We recently had a post questioning whether the RIAA's legal campaign was a success or not
. It seemed like there was plenty of evidence that it has been an incredible failure. Separately, we had a post about Radiohead's Thom Yorke, suggesting that the major record labels were going out of business
in a matter of months. While we felt that was a bit of an exaggeration, one of our commenters, Ccomp5950
compiled data on RIAA label sales, along with some helpful notes about what other factors were going on at the time:
Year: $ in Millions
1993: 10046.6 (CD players started to get more affordable towards mid-year)
1999: 14651 (Work made for hire controversy)
2000: 14404 (Napster sued into bankruptcy)
2001: 13700 (Ipod came out October 2001)
2002: 12,614.2 (Price Fixing lawsuit hits RIAA)
2003: 11,854.4 (Grokster lawsuit, "induced infringement" introduced) (Mass lawsuits by RIAA start(AKA: The education campaign))
2004: 12,345.0 [Revenue Physical / Digital] (BMG gets out of the music business, sold to Sony later on: Big 5 becomes Big 4 for RIAA)
2005: 12,296.9 [91%/9%]
2006: 11,758.2 [83.9%/16.1%]
2007: 10,370.0 [77%/23%]
2008: 8,768.4 [66%/34%] (RIAA declares it's going to stop mass lawsuits with member money problems and EMI almost bankrupt)
2009: 7,690.0 [59%/41%] (Massive layoffs hit RIAA around Febuary: Blames piracy)
http://www.azoz.com/music/features/0008.html (statistics from 90's to 2001)
http://188.8.131.52/81128FFD-028F-282E-1CE5-FDBF16A46388.pdf (Statistics for 97 to 2007)
It's a great list, but I felt it could be even more powerful as a graph, so I just threw the following together, based on the info above:
And, that, right there, does a nice job painting a picture on the decline and fall of the RIAA and the major record labels. A few points are worth highlighting:
- If you're not familiar with the "works for hire" scandal, you can read the full background here. Basically, a Congressional staffer by the name of Mitch Glazier snuck a tiny unnoticed amendment into a much larger bill in the middle of the night -- supposedly at the request of the RIAA -- without telling anyone. It effectively changed the definition of music recordings into "works made for hire," which was really important, because it meant the RIAA labels could hang onto musicians' copyrights for much longer, avoiding termination rights that let musicians reclaim their copyrights. Just a few months later, Glazier left his low-paying Congressional staffer job for a $500,000 job with the RIAA, which I believe he still holds ten years later. Thankfully, people quickly recognized what he had done and Congress had to go back and fix Glazier's sneaky wording. However, it is worth noting that the peak of this chart is right when Glazier inserted his infamous four words.

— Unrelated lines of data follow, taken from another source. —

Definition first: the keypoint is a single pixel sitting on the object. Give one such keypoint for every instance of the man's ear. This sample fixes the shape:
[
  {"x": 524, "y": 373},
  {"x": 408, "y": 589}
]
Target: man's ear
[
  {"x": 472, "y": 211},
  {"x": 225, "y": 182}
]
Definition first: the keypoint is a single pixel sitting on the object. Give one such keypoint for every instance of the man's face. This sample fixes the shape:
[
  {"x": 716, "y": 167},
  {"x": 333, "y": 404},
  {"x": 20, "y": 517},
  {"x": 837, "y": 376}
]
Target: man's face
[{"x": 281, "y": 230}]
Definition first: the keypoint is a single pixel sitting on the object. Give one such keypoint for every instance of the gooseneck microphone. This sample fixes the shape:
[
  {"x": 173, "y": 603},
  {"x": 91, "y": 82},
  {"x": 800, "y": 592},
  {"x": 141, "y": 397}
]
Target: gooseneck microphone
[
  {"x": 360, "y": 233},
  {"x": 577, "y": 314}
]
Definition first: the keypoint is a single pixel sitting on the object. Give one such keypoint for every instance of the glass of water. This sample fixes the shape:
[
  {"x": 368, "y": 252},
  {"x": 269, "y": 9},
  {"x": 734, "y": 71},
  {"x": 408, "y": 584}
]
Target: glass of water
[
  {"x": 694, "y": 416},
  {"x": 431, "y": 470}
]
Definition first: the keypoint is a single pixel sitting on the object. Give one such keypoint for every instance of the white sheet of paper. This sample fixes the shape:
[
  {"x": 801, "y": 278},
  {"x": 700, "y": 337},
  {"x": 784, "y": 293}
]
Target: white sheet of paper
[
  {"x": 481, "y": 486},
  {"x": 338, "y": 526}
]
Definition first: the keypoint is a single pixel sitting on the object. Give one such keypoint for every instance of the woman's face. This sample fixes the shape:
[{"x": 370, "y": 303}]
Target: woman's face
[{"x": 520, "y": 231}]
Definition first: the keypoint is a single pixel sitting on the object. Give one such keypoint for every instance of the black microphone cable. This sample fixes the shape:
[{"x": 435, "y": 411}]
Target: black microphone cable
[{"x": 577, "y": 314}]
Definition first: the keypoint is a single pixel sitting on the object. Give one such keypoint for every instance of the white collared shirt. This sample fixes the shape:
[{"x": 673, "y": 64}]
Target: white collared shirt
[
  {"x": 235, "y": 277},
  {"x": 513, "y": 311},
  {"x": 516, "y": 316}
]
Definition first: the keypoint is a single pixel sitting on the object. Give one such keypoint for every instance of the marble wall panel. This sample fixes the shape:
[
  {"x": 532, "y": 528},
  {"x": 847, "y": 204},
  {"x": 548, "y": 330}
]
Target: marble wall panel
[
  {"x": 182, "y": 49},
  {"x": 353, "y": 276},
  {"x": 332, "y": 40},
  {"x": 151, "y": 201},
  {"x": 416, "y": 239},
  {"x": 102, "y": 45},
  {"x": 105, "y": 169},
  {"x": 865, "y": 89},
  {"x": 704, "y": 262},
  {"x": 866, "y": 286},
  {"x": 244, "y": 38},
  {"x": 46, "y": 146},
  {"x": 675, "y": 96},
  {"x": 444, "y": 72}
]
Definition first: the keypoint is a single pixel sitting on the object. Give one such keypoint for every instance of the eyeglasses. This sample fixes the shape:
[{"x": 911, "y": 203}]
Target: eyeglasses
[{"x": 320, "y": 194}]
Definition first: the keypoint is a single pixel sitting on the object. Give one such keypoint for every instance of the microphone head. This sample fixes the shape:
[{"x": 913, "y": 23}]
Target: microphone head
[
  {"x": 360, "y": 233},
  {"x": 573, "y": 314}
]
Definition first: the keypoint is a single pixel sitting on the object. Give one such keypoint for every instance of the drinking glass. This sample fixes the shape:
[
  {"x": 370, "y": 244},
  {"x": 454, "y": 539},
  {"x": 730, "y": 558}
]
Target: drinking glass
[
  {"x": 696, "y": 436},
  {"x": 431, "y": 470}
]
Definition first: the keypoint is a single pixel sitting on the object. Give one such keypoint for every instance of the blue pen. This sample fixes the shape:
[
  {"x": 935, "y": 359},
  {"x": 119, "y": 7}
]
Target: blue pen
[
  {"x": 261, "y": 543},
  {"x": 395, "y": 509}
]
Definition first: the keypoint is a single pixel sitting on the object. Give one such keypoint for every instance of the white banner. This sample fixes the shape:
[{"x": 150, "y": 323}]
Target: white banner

- As we discussed last fall, now that musicians do have termination rights, they're lining up to use them and take their copyrights back from the labels. They can start getting the copyrights back in 2013. If you're looking for a date when the bottom totally falls out for the RIAA labels, that may be it. When the rights to their back catalog starts to drop out, this chart looks even worse. The RIAA won't give up easily, of course. The latest stunt they're trying to pull is to "re-record" albums, claiming that it creates a brand new copyright, that gives them another 35 years before termination rights are applicable. That is, of course, ridiculous, but the RIAA will likely try to fight it out in court for many years to extend that 2013 deadline by a few more years. Of course, all that money on legal fees could have gone to innovating, but that's just not the RIAA way.
- Note that digital music sales is not even close to being a savior. The total is still dropping rapidly.
- Of course, many have argued that the rise and fall may have a lot more to do with CD replacements of previous formats -- and this chart certainly suggests that could be an explanation. The big jump happened right when CDs became affordable, and people needed to go out and replace their vinyl and cassette (and 8-track!) collections. After a few years of that, it makes sense that the market should drop anyway.
- Once again, it's important to point out that the chart above is not the entire music industry, but a limited segment of it: the RIAA record labels, mainly comprised of the big four record labels. It doesn't take into account all of the other aspects of the music business -- nearly every single one of which has been growing during this same period. It also doesn't take into account the vast success stories of independent artists and labels doing creative business models and routing around the legacy gatekeepers.